The rapid ascent of alkaline mafic-ultramafic magmas is usually accompanied by decompression degassing and loss of volatiles (primarily, CO2). In contrast, the development of magma chambers, where mantle melts can be stored under slowly changing temperature and pressure conditions, is favorable for extensive fractionation and separation of immiscible carbonatite melt.
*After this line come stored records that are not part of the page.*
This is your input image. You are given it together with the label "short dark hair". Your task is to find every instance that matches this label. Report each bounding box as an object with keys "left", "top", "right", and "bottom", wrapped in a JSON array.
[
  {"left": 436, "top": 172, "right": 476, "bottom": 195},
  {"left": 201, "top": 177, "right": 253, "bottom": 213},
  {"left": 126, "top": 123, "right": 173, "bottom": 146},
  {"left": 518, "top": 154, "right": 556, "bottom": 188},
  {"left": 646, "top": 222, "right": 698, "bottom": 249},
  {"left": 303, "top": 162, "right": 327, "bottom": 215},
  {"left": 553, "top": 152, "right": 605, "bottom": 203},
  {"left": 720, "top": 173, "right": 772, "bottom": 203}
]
We considered the two scenarios of the evolution of volatile-rich magmas by studying melt and fluid inclusions in minerals of two groups of alkaline igneous complexes: (I) mafic complexes without carbonatites from Germany (Mahlberg melanephelinites) and Russia (alkali basalts of the Chukchi Peninsula) and (II) carbonatite-bearing complexes of Italy (Monticcio Lake, Vulture Volcano) and Tajikistan (Dunkeldyk Massif). Phenocrysts from the rocks of group I contain melt and abundant CO2 fluid inclusions, whereas those from group II rocks contain melt inclusions only. The melt inclusions in minerals of both rock rocks are homogenized at high temperatures (1200-1240oC), which are consistent with low H2O contents in the melts. The silicate melts encapsulated in the inclusions are rich in incomaptible trace elements and have high agpaitic indexes increasing in the sequence Vulture (0.5) - Mahlberg (0.6) - Chukchi (0.6) - Dunkeldyk (0.9). The melts from group II rocks show very high contents of volatile components (CO2, S, F, and Cl). Phenocrysts from group I rocks often contain hermetic or partly decrepitated CO2-dominated fluid inclusions. These inclusions show significant variations in CO2 density, which suggests complex crystallization histories at different depth levels (e.g. for Mahlberg: 0.8 GPa - 0.5 GPa - 0.3 GPa - 0.1 GPa - 2 MPa). Phenocrysts from group II rocks contain cogenetic silicate and carbonate melt inclusions. The immiscible carbonate liquid separated from a parental carbonated silicate magma at temperatures up to 1200oC and pressures of at least 0.5-0.7 GPa for the Dunkeldyk complex and 0.2 GPa for Vulture Volcano. The separation of carbonate liquid and subsequent crystallization of carbonates and hydrous minerals prevented magma degassing till the latest stages of magma crystallization. The difference in the behavior of carbon species in deeply derived magmas (i.e. degassing versus silicate-carbonate immiscibility) depends on the composition and fractionation path of the primary magma.